Michael and Denise Okuda's Star Trek Chronology sets the episode in 2265, 300 years after its production. The Galactic Barrier is referenced and revisited in a subsequent episode, "By Any Other Name".
Many changes to the USS Enterprise bridge were made after this episode was produced. Among these were a new forward viewscreen and an updated helm/navigation console. Also, the positions of the helmsman and navigator were swapped (in this episode, the navigator sat on the port side of the console, and the helm officer was to starboard. In the regular series, the opposite was the case). When production of the series proper began, it was also decided to introduce a new uniform design for the Enterprise crew, although in the first regular episode produced, The Corbomite Maneuver, some characters, such as Uhura, are shown wearing the uniform style of Where No Man Has Gone Before. Adjustments to Spock's make-up were also made, specifically to the angle of his eyebrows, refinement of his haircut and tempering of the overall greenish-yellow cast of his skin.
Spock also makes reference to his ancestor marrying a human when in a later episode, his mother was introduced as a human.

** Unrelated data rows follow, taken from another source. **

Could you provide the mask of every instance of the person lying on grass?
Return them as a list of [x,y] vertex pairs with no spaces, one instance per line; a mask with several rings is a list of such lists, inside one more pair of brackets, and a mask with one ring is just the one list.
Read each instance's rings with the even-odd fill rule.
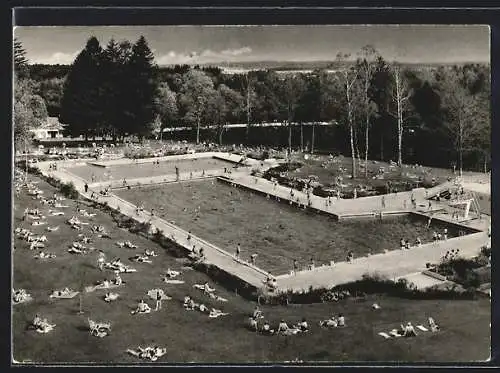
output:
[[31,326],[38,332],[38,333],[48,333],[54,327],[56,324],[50,324],[47,319],[42,319],[40,316],[35,315],[35,318],[33,319]]
[[40,250],[38,254],[36,254],[35,259],[54,259],[56,257],[56,254],[53,253],[46,253],[43,250]]
[[139,263],[152,263],[152,261],[149,259],[149,256],[140,254],[131,257],[130,260]]
[[120,286],[123,284],[123,280],[120,276],[120,271],[115,271],[115,280],[114,280],[115,285]]
[[208,307],[205,306],[203,303],[201,303],[198,305],[198,311],[203,312],[203,313],[208,312]]
[[196,307],[196,303],[194,302],[193,299],[189,295],[186,295],[184,297],[184,308],[188,311],[194,310]]
[[301,332],[307,332],[309,330],[309,325],[307,325],[305,317],[303,317],[302,320],[297,323],[296,328],[299,329]]
[[31,299],[31,295],[24,289],[15,290],[13,293],[14,303],[23,303]]
[[287,323],[285,320],[281,320],[279,325],[278,325],[278,330],[276,331],[277,333],[285,333],[289,330],[290,328],[288,327]]
[[271,329],[271,325],[269,325],[268,321],[264,321],[264,324],[262,325],[262,329],[260,331],[263,335],[273,335],[274,334],[274,329]]
[[155,251],[154,251],[154,250],[147,250],[147,249],[146,249],[146,251],[144,252],[144,255],[146,255],[146,256],[152,256],[152,257],[156,257],[156,256],[158,256],[158,255],[155,253]]
[[208,317],[214,319],[214,318],[217,318],[217,317],[220,317],[220,316],[224,316],[224,315],[228,315],[228,313],[222,312],[221,310],[219,310],[217,308],[212,308],[210,310],[210,314],[208,315]]
[[137,304],[137,308],[134,311],[132,311],[131,313],[134,315],[136,313],[150,313],[150,312],[151,312],[151,308],[148,306],[148,304],[146,302],[144,302],[143,299],[141,299],[139,304]]
[[339,323],[336,317],[332,316],[332,318],[330,319],[320,321],[319,325],[327,328],[336,328],[337,326],[339,326]]
[[64,297],[69,297],[69,296],[74,296],[78,294],[78,292],[75,292],[69,288],[64,288],[63,290],[54,290],[52,294],[50,295],[50,298],[64,298]]

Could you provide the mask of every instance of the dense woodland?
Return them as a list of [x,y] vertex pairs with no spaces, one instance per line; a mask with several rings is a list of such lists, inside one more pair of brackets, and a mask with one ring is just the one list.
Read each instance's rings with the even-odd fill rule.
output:
[[[309,149],[318,141],[324,150],[345,153],[354,170],[366,159],[490,165],[490,67],[484,64],[399,65],[366,46],[311,73],[229,75],[218,67],[159,67],[144,37],[106,46],[91,37],[71,66],[29,64],[22,44],[16,40],[14,47],[17,142],[47,115],[59,117],[70,136],[117,140],[188,126],[197,142],[223,143],[227,124],[244,123],[239,138],[230,137],[248,143],[252,125],[279,122],[287,137],[282,145],[290,148],[304,147],[297,139],[302,124],[328,122],[317,128],[321,141],[314,130],[308,137]],[[215,129],[204,130],[207,125]]]

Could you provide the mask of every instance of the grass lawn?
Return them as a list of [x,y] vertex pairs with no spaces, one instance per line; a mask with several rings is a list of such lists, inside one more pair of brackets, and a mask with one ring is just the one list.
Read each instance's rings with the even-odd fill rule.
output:
[[[273,274],[291,270],[294,259],[307,266],[313,257],[319,265],[344,261],[349,250],[363,256],[399,249],[401,238],[428,242],[439,228],[427,229],[427,221],[413,217],[337,222],[216,180],[115,193],[229,252],[240,243],[245,259],[257,253],[257,265]],[[450,237],[458,235],[449,231]]]
[[90,182],[92,175],[95,181],[108,181],[109,175],[112,180],[134,179],[139,177],[161,176],[175,174],[175,166],[179,167],[179,172],[202,172],[220,170],[224,167],[234,166],[231,162],[226,162],[215,158],[185,159],[179,161],[164,161],[159,165],[153,163],[137,163],[129,165],[118,165],[110,167],[98,167],[90,164],[84,166],[74,166],[68,171],[84,180]]
[[[54,189],[40,181],[38,186],[51,196]],[[13,252],[13,287],[25,288],[34,296],[27,304],[16,305],[12,315],[13,357],[18,361],[31,360],[39,363],[58,362],[137,362],[125,350],[137,345],[158,344],[167,348],[167,355],[160,362],[282,362],[299,358],[304,361],[471,361],[484,360],[489,356],[490,345],[490,303],[486,299],[476,301],[413,301],[386,296],[372,296],[363,300],[345,300],[333,304],[290,305],[263,307],[266,318],[276,326],[284,318],[289,323],[307,317],[311,331],[294,337],[265,337],[247,331],[243,323],[253,310],[254,303],[218,284],[212,284],[217,292],[229,300],[228,303],[212,303],[192,288],[206,276],[196,271],[185,271],[182,285],[166,285],[160,274],[168,267],[180,269],[178,259],[168,256],[156,244],[147,239],[116,227],[112,218],[98,210],[94,224],[105,225],[113,239],[95,238],[92,246],[103,249],[108,258],[118,256],[127,262],[134,250],[121,249],[115,240],[130,240],[139,245],[139,251],[154,249],[159,256],[153,264],[132,264],[137,273],[124,274],[124,287],[116,290],[118,301],[107,304],[102,300],[103,291],[88,293],[83,298],[83,315],[78,315],[78,297],[72,300],[49,300],[52,290],[65,286],[77,288],[84,282],[105,277],[111,272],[100,272],[95,268],[95,254],[73,256],[67,253],[68,244],[76,239],[77,231],[71,230],[64,221],[74,214],[75,204],[70,205],[64,217],[48,217],[49,225],[60,225],[59,231],[44,233],[48,237],[48,251],[57,258],[48,262],[33,259],[33,252],[27,243],[15,239]],[[39,207],[44,214],[48,207],[22,194],[14,203],[14,226],[26,227],[32,231],[42,227],[31,227],[22,222],[25,207]],[[80,217],[83,221],[89,219]],[[40,232],[41,233],[41,232]],[[84,231],[92,235],[89,231]],[[144,298],[147,290],[163,288],[172,300],[164,302],[163,309],[149,315],[132,316],[131,308]],[[196,301],[203,301],[229,312],[219,319],[209,319],[196,311],[187,312],[181,300],[189,294]],[[371,304],[376,301],[382,306],[374,311]],[[148,300],[151,306],[153,301]],[[319,320],[332,314],[344,313],[348,326],[337,330],[323,330],[317,326]],[[38,334],[26,330],[26,326],[39,313],[56,323],[54,331]],[[435,334],[422,333],[417,338],[384,340],[377,335],[399,326],[401,322],[425,322],[432,316],[442,331]],[[112,334],[99,339],[89,335],[86,319],[110,321]]]

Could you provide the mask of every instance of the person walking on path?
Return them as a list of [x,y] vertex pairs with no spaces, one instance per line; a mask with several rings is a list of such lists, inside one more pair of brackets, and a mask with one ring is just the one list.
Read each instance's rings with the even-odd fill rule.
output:
[[159,311],[159,310],[161,310],[161,294],[158,291],[156,293],[156,308],[155,308],[155,311]]
[[99,250],[99,257],[97,258],[97,267],[99,270],[104,270],[104,262],[106,261],[106,256],[102,250]]

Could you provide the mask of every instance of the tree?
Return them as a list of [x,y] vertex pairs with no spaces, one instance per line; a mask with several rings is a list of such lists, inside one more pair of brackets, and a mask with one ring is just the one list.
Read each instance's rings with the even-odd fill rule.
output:
[[154,55],[146,38],[141,36],[132,47],[132,55],[127,65],[130,74],[128,96],[133,105],[128,108],[133,119],[131,132],[142,138],[151,133],[152,123],[157,113],[158,69]]
[[161,83],[158,89],[157,110],[160,119],[160,140],[163,128],[173,126],[178,118],[177,97],[167,83]]
[[33,82],[14,77],[14,142],[17,146],[30,140],[29,130],[47,121],[44,100],[33,91]]
[[200,142],[200,124],[207,114],[208,103],[215,95],[214,83],[201,70],[189,70],[183,76],[179,104],[183,120],[196,128],[196,143]]
[[403,165],[403,132],[405,126],[405,115],[408,109],[409,99],[411,96],[410,88],[407,80],[403,76],[403,72],[400,65],[395,64],[393,66],[393,101],[396,105],[396,117],[398,123],[398,166]]
[[14,38],[14,71],[20,78],[26,77],[28,72],[26,50],[17,38]]
[[359,71],[355,64],[346,65],[346,60],[350,57],[349,54],[337,54],[337,62],[343,67],[341,68],[339,78],[343,88],[343,94],[347,107],[347,124],[349,126],[349,138],[351,143],[351,157],[352,157],[352,178],[356,177],[356,152],[354,148],[354,130],[355,123],[355,100],[357,99],[358,92],[356,83],[359,77]]
[[378,52],[371,45],[361,48],[361,55],[356,64],[363,80],[363,111],[365,117],[365,177],[368,176],[368,150],[369,150],[369,130],[370,120],[376,111],[376,105],[371,100],[370,89],[375,75],[378,60]]
[[68,125],[72,136],[95,136],[103,122],[101,53],[99,41],[91,37],[73,62],[64,84],[60,121]]

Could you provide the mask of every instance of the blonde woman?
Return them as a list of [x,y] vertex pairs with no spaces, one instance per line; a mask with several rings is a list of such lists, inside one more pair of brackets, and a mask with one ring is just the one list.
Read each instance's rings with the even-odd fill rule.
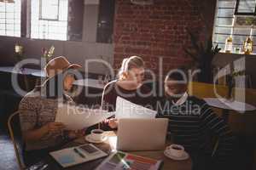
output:
[[37,162],[67,140],[84,135],[84,130],[67,131],[64,124],[55,122],[58,105],[74,104],[67,92],[72,89],[75,80],[73,71],[80,67],[62,56],[51,60],[45,67],[48,79],[20,101],[23,157],[26,165]]
[[[131,56],[123,60],[118,79],[107,84],[102,94],[102,108],[115,110],[118,96],[143,106],[152,106],[150,88],[143,84],[145,65],[142,58]],[[117,128],[117,120],[106,122],[112,128]]]

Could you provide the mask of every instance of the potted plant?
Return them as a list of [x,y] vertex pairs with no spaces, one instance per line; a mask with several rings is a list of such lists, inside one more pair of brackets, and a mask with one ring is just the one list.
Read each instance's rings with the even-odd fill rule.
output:
[[212,44],[212,36],[208,37],[204,44],[202,42],[200,42],[199,37],[196,34],[190,31],[187,31],[191,40],[191,45],[183,48],[183,50],[193,60],[192,65],[194,68],[201,71],[197,74],[198,81],[212,83],[213,80],[213,65],[212,62],[215,54],[221,48],[218,48],[218,44],[216,46]]

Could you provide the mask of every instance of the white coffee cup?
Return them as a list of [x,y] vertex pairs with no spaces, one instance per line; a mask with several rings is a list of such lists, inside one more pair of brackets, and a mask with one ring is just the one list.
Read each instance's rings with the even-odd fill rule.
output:
[[166,151],[175,157],[181,157],[184,154],[184,147],[179,144],[171,144],[166,148]]
[[104,138],[104,131],[102,129],[93,129],[90,131],[90,138],[93,140],[101,141]]

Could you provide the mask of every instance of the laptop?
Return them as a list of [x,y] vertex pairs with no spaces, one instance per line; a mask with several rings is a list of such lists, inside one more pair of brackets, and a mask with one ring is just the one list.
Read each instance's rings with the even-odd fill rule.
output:
[[168,119],[119,120],[117,150],[124,151],[164,150]]

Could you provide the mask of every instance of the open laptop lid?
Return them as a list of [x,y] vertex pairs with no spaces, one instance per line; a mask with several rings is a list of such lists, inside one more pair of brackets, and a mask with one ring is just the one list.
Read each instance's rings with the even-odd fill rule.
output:
[[117,150],[126,151],[164,150],[167,127],[167,118],[119,119]]

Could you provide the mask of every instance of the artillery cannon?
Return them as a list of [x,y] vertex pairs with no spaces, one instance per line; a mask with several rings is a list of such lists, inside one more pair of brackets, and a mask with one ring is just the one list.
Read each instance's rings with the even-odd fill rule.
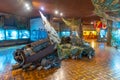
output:
[[56,44],[51,44],[49,39],[46,39],[30,43],[22,49],[17,49],[14,52],[14,59],[17,64],[13,66],[13,69],[31,70],[39,66],[44,69],[60,67],[61,61],[55,46]]

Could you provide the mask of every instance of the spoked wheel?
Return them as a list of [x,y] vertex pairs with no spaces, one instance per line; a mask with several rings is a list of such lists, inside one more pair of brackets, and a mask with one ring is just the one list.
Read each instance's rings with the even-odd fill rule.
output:
[[18,49],[14,53],[14,59],[19,63],[19,64],[24,64],[25,62],[25,54],[22,50]]

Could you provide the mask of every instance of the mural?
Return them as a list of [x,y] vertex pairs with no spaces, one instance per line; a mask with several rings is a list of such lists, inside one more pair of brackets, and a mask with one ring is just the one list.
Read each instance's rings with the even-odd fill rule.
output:
[[18,39],[18,30],[6,30],[6,40]]
[[19,30],[19,39],[28,39],[30,37],[30,33],[28,30]]

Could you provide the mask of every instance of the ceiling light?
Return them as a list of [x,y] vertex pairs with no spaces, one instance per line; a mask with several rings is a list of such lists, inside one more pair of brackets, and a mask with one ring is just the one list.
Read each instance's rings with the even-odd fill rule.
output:
[[42,6],[41,8],[40,8],[42,11],[44,11],[45,10],[45,8]]
[[29,4],[28,4],[28,3],[25,3],[25,7],[29,7]]
[[63,16],[63,13],[60,13],[60,16]]
[[30,10],[30,9],[31,9],[30,4],[27,3],[27,2],[25,3],[25,7],[26,7],[27,10]]
[[59,13],[59,11],[58,10],[55,10],[55,12],[54,12],[55,14],[58,14]]

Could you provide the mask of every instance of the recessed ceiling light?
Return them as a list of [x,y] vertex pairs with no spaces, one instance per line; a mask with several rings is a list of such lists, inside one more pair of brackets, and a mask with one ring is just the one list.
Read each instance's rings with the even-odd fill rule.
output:
[[63,16],[63,13],[60,13],[60,16]]
[[45,10],[45,8],[42,6],[41,8],[40,8],[42,11],[44,11]]
[[59,11],[58,10],[55,10],[55,12],[54,12],[55,14],[58,14],[59,13]]

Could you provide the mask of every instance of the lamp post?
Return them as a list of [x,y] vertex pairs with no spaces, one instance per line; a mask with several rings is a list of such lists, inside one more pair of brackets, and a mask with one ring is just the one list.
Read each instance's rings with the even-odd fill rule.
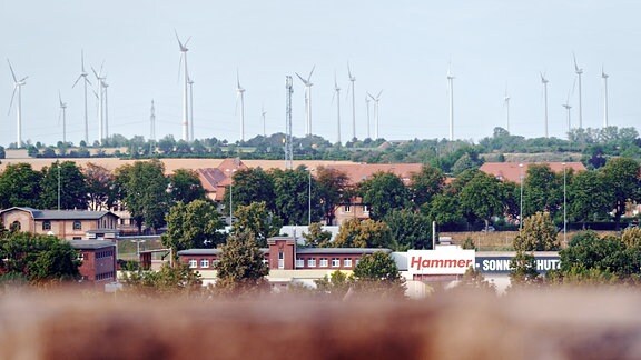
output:
[[565,192],[565,162],[563,162],[563,244],[568,244],[568,196]]
[[523,163],[519,164],[519,179],[521,180],[521,204],[519,206],[519,231],[523,229]]

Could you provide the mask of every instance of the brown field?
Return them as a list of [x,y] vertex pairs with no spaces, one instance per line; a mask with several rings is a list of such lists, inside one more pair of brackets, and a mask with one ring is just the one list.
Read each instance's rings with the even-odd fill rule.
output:
[[1,359],[639,359],[639,293],[422,301],[4,294]]
[[[166,173],[170,174],[178,169],[203,169],[203,168],[216,168],[225,159],[160,159],[165,164]],[[49,167],[51,163],[58,161],[58,159],[34,159],[34,158],[20,158],[20,159],[1,159],[0,160],[0,172],[4,171],[8,164],[16,163],[30,163],[34,170],[41,170],[43,167]],[[145,160],[120,160],[117,158],[81,158],[81,159],[61,159],[61,161],[73,161],[79,167],[85,167],[87,163],[91,162],[105,167],[108,170],[115,170],[124,164],[134,163],[136,161]],[[249,168],[262,167],[263,169],[279,168],[285,169],[284,160],[243,160],[243,162]],[[318,167],[327,166],[334,163],[355,163],[352,161],[333,161],[333,160],[294,160],[294,168],[298,166]]]

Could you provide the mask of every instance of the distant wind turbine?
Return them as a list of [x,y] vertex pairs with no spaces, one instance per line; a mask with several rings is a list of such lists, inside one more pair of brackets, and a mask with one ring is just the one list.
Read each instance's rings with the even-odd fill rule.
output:
[[[352,140],[356,140],[356,89],[354,83],[356,82],[356,77],[352,74],[352,69],[349,68],[349,62],[347,62],[347,76],[349,77],[351,87],[347,88],[347,94],[352,90]],[[365,97],[367,99],[367,97]],[[367,138],[369,138],[369,124],[367,124]]]
[[583,69],[579,68],[576,64],[576,56],[572,53],[574,59],[574,72],[579,77],[579,129],[583,129],[583,99],[581,96],[581,76],[583,74]]
[[510,96],[507,96],[507,87],[505,87],[505,96],[503,97],[503,103],[505,104],[505,130],[510,132]]
[[544,104],[544,124],[545,124],[545,138],[548,138],[548,79],[545,74],[541,72],[541,83],[543,84],[543,104]]
[[309,76],[307,77],[307,79],[303,78],[302,76],[298,74],[298,72],[296,72],[298,79],[300,79],[300,81],[303,81],[303,83],[305,84],[305,112],[307,117],[307,124],[306,124],[307,136],[312,134],[312,86],[314,84],[312,83],[312,74],[314,73],[315,68],[316,66],[312,68],[312,71],[309,71]]
[[334,72],[334,97],[336,98],[336,142],[341,143],[341,88],[338,88],[338,83],[336,82],[336,72]]
[[601,78],[603,78],[603,128],[608,128],[608,78],[603,67],[601,67]]
[[67,144],[67,103],[62,102],[62,96],[58,91],[58,100],[60,101],[60,114],[58,116],[58,122],[60,122],[60,117],[62,117],[62,143]]
[[450,141],[454,141],[454,76],[447,68],[447,90],[450,93]]
[[240,76],[236,71],[236,109],[240,99],[240,141],[245,141],[245,89],[240,86]]
[[372,134],[369,133],[369,129],[372,126],[369,124],[369,94],[365,94],[365,107],[367,108],[367,139],[372,139]]
[[376,121],[375,123],[375,128],[374,128],[374,137],[376,137],[375,140],[379,139],[379,132],[378,132],[378,128],[381,127],[381,110],[378,108],[378,101],[381,100],[381,94],[383,93],[383,90],[378,91],[378,94],[376,97],[373,97],[371,93],[367,93],[369,96],[369,98],[372,100],[374,100],[374,119]]
[[[183,80],[184,80],[184,88],[183,88],[183,140],[185,141],[189,141],[189,98],[188,98],[188,91],[189,91],[189,72],[187,70],[187,51],[189,51],[189,49],[187,48],[187,43],[189,43],[189,40],[191,39],[191,37],[187,38],[187,41],[185,41],[185,43],[183,43],[183,41],[180,41],[180,38],[178,38],[178,32],[176,30],[174,30],[174,33],[176,34],[176,40],[178,40],[178,47],[180,49],[180,62],[183,62],[183,60],[185,60],[185,69],[184,69],[184,76],[183,76]],[[178,64],[178,68],[180,68],[180,64]]]
[[187,83],[189,84],[189,134],[194,141],[194,79],[187,77]]
[[71,89],[76,88],[76,84],[78,83],[78,81],[80,81],[80,79],[82,79],[82,84],[85,86],[85,143],[89,143],[89,117],[87,116],[87,83],[91,84],[91,81],[89,81],[89,79],[87,79],[87,76],[89,73],[87,71],[85,71],[85,51],[81,50],[80,51],[80,74],[78,76],[78,79],[76,79],[76,82],[73,82],[73,86],[71,87]]
[[24,77],[20,80],[16,77],[16,72],[13,72],[13,67],[11,67],[11,62],[7,59],[7,63],[9,63],[9,70],[11,70],[11,77],[13,78],[13,93],[11,93],[11,102],[9,102],[9,112],[11,113],[11,107],[13,106],[13,97],[16,92],[18,92],[18,106],[16,108],[16,114],[18,118],[18,127],[17,127],[17,137],[16,137],[16,146],[18,148],[22,147],[22,87],[27,84],[27,79],[29,77]]

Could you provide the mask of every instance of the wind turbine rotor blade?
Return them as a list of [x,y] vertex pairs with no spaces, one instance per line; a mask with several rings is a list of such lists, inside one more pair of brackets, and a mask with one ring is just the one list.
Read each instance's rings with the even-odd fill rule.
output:
[[13,67],[11,66],[9,59],[7,59],[7,63],[9,64],[9,70],[11,70],[11,77],[13,77],[13,82],[18,82],[18,79],[16,79],[16,72],[13,72]]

In this episode the helm and navigation station console was used for the transporter room console. In future episodes a dedicated station would be built with the iconic sliding controls and centrally located, hooded beam-down coordinate selection screen.
The sickbay in this episode uses conventional sheets on the beds; later episodes used the more "futuristic" metallic weave materials. The "bio-probe", located under the medical monitor panel, pointed to and monitored the physiological functions of the patient. It was a simple rod, later replaced with the more detailed, internally-lit acrylic set piece.
Hand weapons are referred to as lasers and the phaser rifle makes its single appearance in Star Trek: The Original Series.